Has the NSA Planted Hidden Spying Files on Your PC?

Apparently, the NSA would have needed access to “the proprietary source code that directs the actions of the hard drives”—information only the hard drives’ producers should have. For the moment, it remains unclear how the spy agency obtained that code.

 

[Jimmy Higgins]

Has the NSA Planted Hidden Spying Files on Your PC?

Apparently, the NSA would have needed access to “the proprietary source code that directs the actions of the hard drives”—information only the hard drives’ producers should have. For the moment, it remains unclear how the spy agency obtained that code.

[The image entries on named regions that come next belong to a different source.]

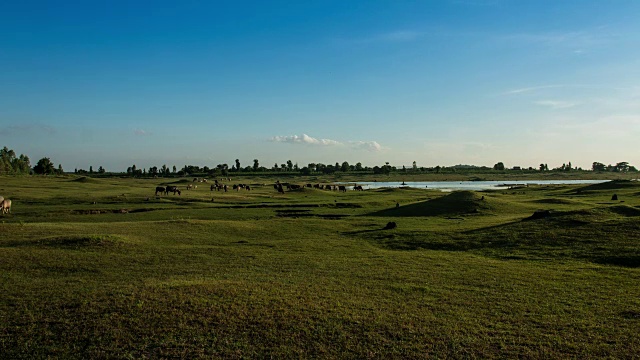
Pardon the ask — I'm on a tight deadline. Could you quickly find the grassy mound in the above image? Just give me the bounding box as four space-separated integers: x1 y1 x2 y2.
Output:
38 235 126 249
69 176 96 183
572 180 640 193
164 179 193 185
609 205 640 216
532 199 575 205
369 191 490 216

Probably stole it through espionage.

Also, is this grounds for prison? This is pretty damn invasive stuff. I know we don't like charging people for crimes against the Constitution, unless it involves some sort of health care legislation, but Jesus Fucking Christ! This is unacceptable.

 

[Loren Pechtel]

And how do you propose it lie dormant for a few months? The closest thing it has to the ability to tell time is the time-used information in the SMART status--it has no perception of time turned off and no means of obtaining the actual time.

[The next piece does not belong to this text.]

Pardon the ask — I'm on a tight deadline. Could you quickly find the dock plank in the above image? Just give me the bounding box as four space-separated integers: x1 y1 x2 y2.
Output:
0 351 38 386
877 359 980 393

Actually it does have such perception, OS tells it time.
But it does not really need that, it can simply wait for 2 months of ON time or 100 Power_Cycle_Counts Then infect your OS and then switch off completely by flashing itself an original and legitimate firmware That way nobody will find a trace, unless of course you were specifically waiting for virus act up.

And where does the OS tell the HD the time???

 

[Loren Pechtel]

You are really a Rube Goldberg of posting, aren't you?

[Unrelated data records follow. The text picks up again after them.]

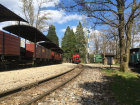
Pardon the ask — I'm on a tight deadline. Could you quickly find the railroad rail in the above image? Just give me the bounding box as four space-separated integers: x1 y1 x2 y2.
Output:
0 65 83 105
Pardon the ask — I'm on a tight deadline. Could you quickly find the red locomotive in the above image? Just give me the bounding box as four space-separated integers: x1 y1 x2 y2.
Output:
72 53 81 64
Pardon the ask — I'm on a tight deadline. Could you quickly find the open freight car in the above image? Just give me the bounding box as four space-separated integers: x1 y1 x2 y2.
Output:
0 31 20 67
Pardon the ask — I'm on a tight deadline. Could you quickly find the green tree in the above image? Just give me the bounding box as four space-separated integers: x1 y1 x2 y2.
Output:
75 22 86 58
60 0 140 72
61 26 76 61
47 25 59 46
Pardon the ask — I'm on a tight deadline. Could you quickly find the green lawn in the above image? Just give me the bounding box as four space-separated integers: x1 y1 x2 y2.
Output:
102 69 140 105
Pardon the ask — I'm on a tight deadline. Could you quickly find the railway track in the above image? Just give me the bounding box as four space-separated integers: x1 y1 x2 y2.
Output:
0 65 83 105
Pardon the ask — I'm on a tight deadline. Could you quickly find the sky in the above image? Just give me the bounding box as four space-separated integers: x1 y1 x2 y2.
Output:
0 0 86 45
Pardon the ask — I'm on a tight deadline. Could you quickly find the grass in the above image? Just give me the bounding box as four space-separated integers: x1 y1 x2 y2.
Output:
103 69 140 105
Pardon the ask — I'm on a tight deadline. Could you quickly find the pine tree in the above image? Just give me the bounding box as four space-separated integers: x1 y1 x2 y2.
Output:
47 25 59 46
61 26 76 60
75 22 86 58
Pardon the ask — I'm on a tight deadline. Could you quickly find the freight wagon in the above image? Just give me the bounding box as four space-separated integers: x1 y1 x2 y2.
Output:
72 53 81 64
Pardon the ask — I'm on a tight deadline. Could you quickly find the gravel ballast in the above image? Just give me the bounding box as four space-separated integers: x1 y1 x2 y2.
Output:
0 63 76 92
38 65 118 105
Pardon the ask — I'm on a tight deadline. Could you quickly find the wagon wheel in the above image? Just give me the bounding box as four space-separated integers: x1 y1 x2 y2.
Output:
9 61 18 69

I think the problem is that you are arguing with someone with enough more knowledge of the field that they're using domain words that you aren't understanding.

 

[arkirk]

http://www.dailykos.com/story/2015/...-Hacking-of-Virtually-All-Hard-Drive-Firmware

Prediction: most of the "small government" proponents on this forum will defend this action by the government. Why? Because they trust the government more than we "big government socialists" do.

Amen! There is so much underhandedness in our government it is revolting. The problem is that there is no protection possible against sneakiness in general. Sure, you can scrub a simple virus from your hard drive. Sure you deal with spam. But these rich corporations flush with money and expertise can always beat you and pretty much spy at will. It is probably a good idea not to joke too much about terrorism or post anything tongue in cheek. Guantanamo or similar awaits anybody who gets viral about changing anything in our government. It is no longer about bombs and dastardly plots. It is about thought crimes writ large on your hard drive or even worse...in the cloud.

 

[barbos]

Has the NSA Planted Hidden Spying Files on Your PC?

Probably stole it through espionage.

most likely.
speaking of which here is the latest:
https://firstlook.org/theintercept/2015/02/19/great-sim-heist/

AMERICAN AND BRITISH spies hacked into the internal computer network of the largest manufacturer of SIM cards in the world, stealing encryption keys used to protect the privacy of cellphone communications across the globe

All your SIM are belong to us!

 

[barbos]

You are really a Rube Goldberg of posting, aren't you?

I think the problem is that you are arguing with someone with enough more knowledge of the field that they're using domain words that you aren't understanding.

Well, maybe, but he is clearly incapable to communicate his knowledge coherently. Yeah and some words are very annoying I have to say.